# 10.3.1 Use Splinter

In [7]:
# import our scraping tools: 
# the Browser instance from splinter, 
# the BeautifulSoup object, 
# and the driver object for Chrome, ChromeDriverManage

from splinter import Browser
from bs4 import BeautifulSoup as soup
from webdriver_manager.chrome import ChromeDriverManager

# (At first, import splinter code was not working, had to install selenium: pip install selenium)

In [8]:
# Set up Splinter -- set the executable path and initialize a browser
executable_path = {'executable_path': ChromeDriverManager().install()}
browser = Browser('chrome', **executable_path, headless=False)



Current google-chrome version is 101.0.4951
Get LATEST chromedriver version for 101.0.4951 google-chrome
Driver [C:\Users\micha\.wdm\drivers\chromedriver\win32\101.0.4951.41\chromedriver.exe] found in cache


# 10.3.2 Practice with Splinter and BeautifulSoup

###  Scraping Practice Website Link:

# http://quotes.toscrape.com/

### Scrape the Top 10 Tags

In [9]:
# Q: What is the process to follow when discovering what HTML tags contain our data?
# A: Locate the data to scrape on the page, use “Inspect” to bring up DevTools, then select an element on a page to inspect it.

### Search for Elements

### 1st Scrape: Scrape the Title

In [10]:
# Visit the Quotes to Scrape site
# This code tells Splinter which site we want to visit by assigning the link to a URL. 
# (After executing the code, we will use BeautifulSoup to parse the HTML.)

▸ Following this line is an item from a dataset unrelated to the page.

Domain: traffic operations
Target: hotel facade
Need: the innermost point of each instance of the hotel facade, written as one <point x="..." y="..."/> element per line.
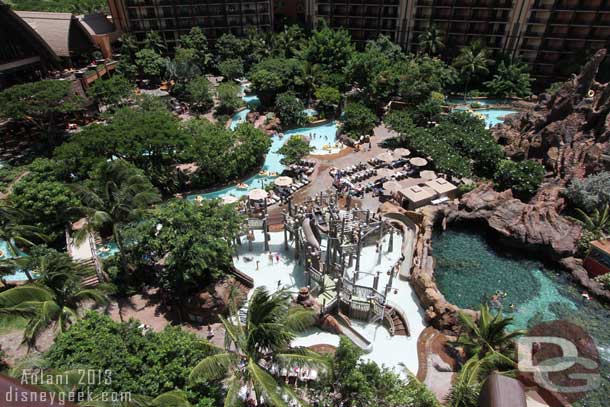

url = 'http://quotes.toscrape.com/'
browser.visit(url)

In [11]:
# use BeautifulSoup to parse the HTML
html = browser.html
html_soup = soup(html, 'html.parser')

# Now we've parsed all of the HTML on the page. 
# That means that BeautifulSoup has taken a look at the different components and can now access them. 
# Specifically, BeautifulSoup parses the HTML text and then stores it as an object.

In [12]:
# Scrape the Title -- find the title and extract it
title = html_soup.find('h2').text
title

'Top Ten tags'

### 2nd Scrape: Scrape All of the Tags

In [13]:
# Scrape the top ten tags
tag_box = html_soup.find('div', class_='tags-box')
# tag_box
tags = tag_box.find_all('a', class_='tag')

for tag in tags:
    word = tag.text
    print(word)

love
inspirational
life
humor
books
reading
friendship
friends
truth
simile


### Scrape Across Pages

In [14]:
url = 'http://quotes.toscrape.com/'
browser.visit(url)

In [15]:
for x in range(1, 6):
   html = browser.html
   quote_soup = soup(html, 'html.parser')
   quotes = quote_soup.find_all('span', class_='text')
   for quote in quotes:
      print('page:', x, '----------')
      print(quote.text)
   browser.links.find_by_partial_text('Next').click()

page: 1 ----------
“The world as we have created it is a process of our thinking. It cannot be changed without changing our thinking.”
page: 1 ----------
“It is our choices, Harry, that show what we truly are, far more than our abilities.”
page: 1 ----------
“There are only two ways to live your life. One is as though nothing is a miracle. The other is as though everything is a miracle.”
page: 1 ----------
“The person, be it gentleman or lady, who has not pleasure in a good novel, must be intolerably stupid.”
page: 1 ----------
“Imperfection is beauty, madness is genius and it's better to be absolutely ridiculous than absolutely boring.”
page: 1 ----------
“Try not to become a man of success. Rather become a man of value.”
page: 1 ----------
“It is better to be hated for what you are than to be loved for what you are not.”
page: 1 ----------
“I have not failed. I've just found 10,000 ways that won't work.”
page: 1 ----------
“A woman is like a tea bag; you never know how strong it is u

In [None]:
# Q: To create a new div element that acts as a container and has an id of “box”, which of these options is would you use?
# A: <div class=”container” id=”box”></div>

# What would happen we ran soup.find_all('div', class_='quote') instead of soup.find_all('span', class='text')?
# We would scrape the parent element and grab everything instead of just the quotes.